I moved from Pop a state to a Coke state, never lived in a Soda state. Yet since Coke is so dominant in the restaurant biz, fast-food or other, it not really a problem to ask for Coke in Kentucky because 99 out of 100 times, they don’t serve Pepsi. (Ask Nancy, the High Priestess of Pepsidom.)
I grew up in Michigan and as you can see it is thoroughly “pop.” “let’s go for a bottle of pop” “get me a pop, will ya?” “You want some pop?” Yeah, pop, definitely pop. Pop in Michigan would include Vernor’s Ginger Ale, which back in the day wasn’t available nationwide. I recall having to tote a case of Vernor’s to Seattle during the World’s Fair so my Dad could park in a former Michigander’s driveway.

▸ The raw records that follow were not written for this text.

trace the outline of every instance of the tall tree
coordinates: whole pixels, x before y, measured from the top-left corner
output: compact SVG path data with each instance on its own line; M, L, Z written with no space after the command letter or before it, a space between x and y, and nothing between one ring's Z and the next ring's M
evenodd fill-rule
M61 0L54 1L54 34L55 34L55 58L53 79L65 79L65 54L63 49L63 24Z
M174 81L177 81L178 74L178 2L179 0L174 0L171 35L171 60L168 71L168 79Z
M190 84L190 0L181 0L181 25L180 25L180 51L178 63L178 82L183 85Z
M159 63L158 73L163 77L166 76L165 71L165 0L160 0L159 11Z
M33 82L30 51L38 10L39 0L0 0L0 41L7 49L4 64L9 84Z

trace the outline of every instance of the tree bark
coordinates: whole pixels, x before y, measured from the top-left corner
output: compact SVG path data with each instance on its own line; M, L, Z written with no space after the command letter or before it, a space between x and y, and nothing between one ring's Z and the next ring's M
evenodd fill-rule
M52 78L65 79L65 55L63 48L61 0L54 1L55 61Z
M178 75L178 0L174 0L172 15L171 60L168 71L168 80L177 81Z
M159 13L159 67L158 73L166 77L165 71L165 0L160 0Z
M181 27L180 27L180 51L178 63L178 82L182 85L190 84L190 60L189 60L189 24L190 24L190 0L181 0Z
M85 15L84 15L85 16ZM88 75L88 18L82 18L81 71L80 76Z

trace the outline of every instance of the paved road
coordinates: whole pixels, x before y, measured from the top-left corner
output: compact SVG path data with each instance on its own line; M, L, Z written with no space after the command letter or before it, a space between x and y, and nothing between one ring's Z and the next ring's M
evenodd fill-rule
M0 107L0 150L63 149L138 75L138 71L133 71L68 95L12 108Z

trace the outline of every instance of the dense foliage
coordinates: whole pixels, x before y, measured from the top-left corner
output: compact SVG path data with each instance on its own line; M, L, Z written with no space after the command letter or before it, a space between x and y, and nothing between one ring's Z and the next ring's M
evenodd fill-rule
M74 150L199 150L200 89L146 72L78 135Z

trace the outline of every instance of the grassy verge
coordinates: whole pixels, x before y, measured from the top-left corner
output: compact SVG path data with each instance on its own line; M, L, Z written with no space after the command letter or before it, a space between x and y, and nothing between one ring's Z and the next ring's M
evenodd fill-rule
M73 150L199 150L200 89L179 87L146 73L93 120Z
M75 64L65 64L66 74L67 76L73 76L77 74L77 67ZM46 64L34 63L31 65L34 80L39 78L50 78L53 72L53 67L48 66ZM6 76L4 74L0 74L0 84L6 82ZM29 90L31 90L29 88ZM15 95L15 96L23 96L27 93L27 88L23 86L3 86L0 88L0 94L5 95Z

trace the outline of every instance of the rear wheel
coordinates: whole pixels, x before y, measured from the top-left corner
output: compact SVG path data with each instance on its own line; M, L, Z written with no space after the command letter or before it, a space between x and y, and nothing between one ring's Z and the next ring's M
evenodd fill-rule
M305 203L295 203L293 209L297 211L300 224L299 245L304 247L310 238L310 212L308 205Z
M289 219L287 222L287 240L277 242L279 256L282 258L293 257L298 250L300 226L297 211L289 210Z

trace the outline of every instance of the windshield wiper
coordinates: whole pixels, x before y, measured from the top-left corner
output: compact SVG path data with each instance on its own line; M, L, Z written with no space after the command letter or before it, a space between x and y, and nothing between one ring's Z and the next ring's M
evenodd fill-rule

And just up the road a piece is the home of Ale 8 1 that comes in a six pack.
If you want a county-by-county analysis, click here, and then write in fifty words or less why you care.
- coke: this generic term for soft drinks predominates throughout the South, New Mexico, central Indiana and in a few other single counties in Nevada, Utah and Wyoming. ‘Coke’ obviously derives from Coca-Cola, the brand-name of the soft drink originally manufactured in Atlanta (which explains its use as a generic term for all soft drinks in the South).
- pop: dominates the Northwest, Great Plains and Midwest. The world ‘pop’ was introduced by Robert Southey, the British Poet Laureate (1774-1843), to whom we also owe the word ‘autobiography’, among others. In 1812, he wrote: A new manufactory of a nectar, between soda-water and ginger-beer, and called pop, because ‘pop goes the cork’ when it is drawn. Even though it was introduced by a Poet Laureate, the term ‘pop’ is considered unsophisticated by some, because it is onomatopaeic.
- soda: prevalent in the Northeast, greater Miami, the area in Missouri and Illinois surrounding St Louis and parts of northern California. ‘Soda’ derives from ‘soda-water’ (also called club soda, carbonated or sparkling water or seltzer). It’s produced by dissolving carbon dioxide gas in plain water, a procedure developed by Joseph Priestly in the latter half of the 18th century. The fizziness of soda-water caused the term ‘soda’ to be associated with later, similarly carbonated soft drinks.
What sayeth the international readers? What do you call the brown carbonated sugar water?